Just 'cause I love my dog doesn't mean I'll love a dog book!
A picaresque novel
A short read. And I am sure I read it in the Women's Weekly when it first came out .. and that is where it belongs.
If I were good old Louis I would be hanging my head in shame about the money that the book is likely to be making from the film version. I can only hope that the published anecdotes by Nancy Gillespie (Red Dog) and Beverly Duckett (Red Dog : the Pilbara Wanderer) that were used by de Bernieres get a bit of flow-on cash.
The statue and stories tweaked de Bernieres interest while travelling in the area so he followed up on it (using the above mentioned publications) and wrote his own, slightly fictionalised, version. This is a loose string of rather repetitive anecdotes glued together with a lightweight narrative and one dimensional characterisation.

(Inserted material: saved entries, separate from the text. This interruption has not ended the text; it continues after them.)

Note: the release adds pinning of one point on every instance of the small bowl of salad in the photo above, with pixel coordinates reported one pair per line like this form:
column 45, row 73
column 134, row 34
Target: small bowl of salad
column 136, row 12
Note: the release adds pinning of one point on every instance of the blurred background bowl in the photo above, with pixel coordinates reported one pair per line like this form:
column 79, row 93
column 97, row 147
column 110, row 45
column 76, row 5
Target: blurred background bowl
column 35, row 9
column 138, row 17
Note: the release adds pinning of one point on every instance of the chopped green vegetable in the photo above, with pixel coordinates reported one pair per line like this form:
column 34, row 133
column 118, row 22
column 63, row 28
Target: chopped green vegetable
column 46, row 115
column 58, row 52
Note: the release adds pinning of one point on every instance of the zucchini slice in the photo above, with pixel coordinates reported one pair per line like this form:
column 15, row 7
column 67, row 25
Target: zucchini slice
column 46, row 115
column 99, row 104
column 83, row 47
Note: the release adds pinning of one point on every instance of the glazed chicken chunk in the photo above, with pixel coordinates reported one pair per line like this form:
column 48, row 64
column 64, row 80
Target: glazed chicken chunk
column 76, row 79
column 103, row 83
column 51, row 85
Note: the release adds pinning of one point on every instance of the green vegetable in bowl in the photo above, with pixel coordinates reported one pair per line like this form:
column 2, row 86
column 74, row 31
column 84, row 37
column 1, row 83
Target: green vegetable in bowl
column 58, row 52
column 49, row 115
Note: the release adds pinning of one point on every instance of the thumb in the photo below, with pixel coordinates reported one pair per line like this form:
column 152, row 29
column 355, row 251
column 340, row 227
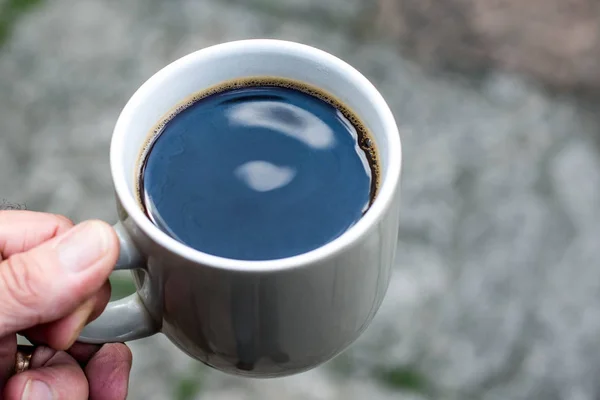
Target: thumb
column 50, row 281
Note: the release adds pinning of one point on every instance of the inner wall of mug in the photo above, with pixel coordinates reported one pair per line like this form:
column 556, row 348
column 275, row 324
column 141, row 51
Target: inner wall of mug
column 213, row 66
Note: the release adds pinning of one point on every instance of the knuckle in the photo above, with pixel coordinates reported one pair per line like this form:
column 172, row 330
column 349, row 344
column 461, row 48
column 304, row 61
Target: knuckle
column 19, row 284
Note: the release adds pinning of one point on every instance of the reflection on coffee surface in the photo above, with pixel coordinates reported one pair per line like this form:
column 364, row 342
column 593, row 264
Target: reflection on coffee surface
column 258, row 169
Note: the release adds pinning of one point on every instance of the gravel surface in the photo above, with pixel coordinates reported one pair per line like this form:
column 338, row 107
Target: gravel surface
column 496, row 294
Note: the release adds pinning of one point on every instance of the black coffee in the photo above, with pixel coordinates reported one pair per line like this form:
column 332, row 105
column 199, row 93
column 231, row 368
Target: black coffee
column 258, row 169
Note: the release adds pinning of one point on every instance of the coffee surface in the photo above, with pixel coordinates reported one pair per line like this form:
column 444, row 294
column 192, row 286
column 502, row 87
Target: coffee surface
column 258, row 171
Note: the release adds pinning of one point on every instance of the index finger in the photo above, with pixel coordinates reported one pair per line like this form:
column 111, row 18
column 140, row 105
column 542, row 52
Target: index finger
column 23, row 230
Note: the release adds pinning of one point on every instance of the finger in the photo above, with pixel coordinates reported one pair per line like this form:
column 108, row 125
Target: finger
column 108, row 372
column 51, row 280
column 56, row 375
column 24, row 230
column 83, row 352
column 8, row 351
column 61, row 334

This is not a serious read. It reads like a feature article in a tabloid magazine. Or great classroom reading for your struggling Year 7. It's nice enough but That's It ... underwhelming.
My gain from reading it was to find the term "Picaresque Narrative" in reviews of the book.
Picaresque : pertaining to, characteristic of, or characterized by a form of prose fiction, originally developed in Spain, in which the adventures of an engagingly roguish hero are described in a series of usually humorous or satiric episodes that often depict, in realistic detail, the everyday life of the common people: picaresque novel; picaresque hero.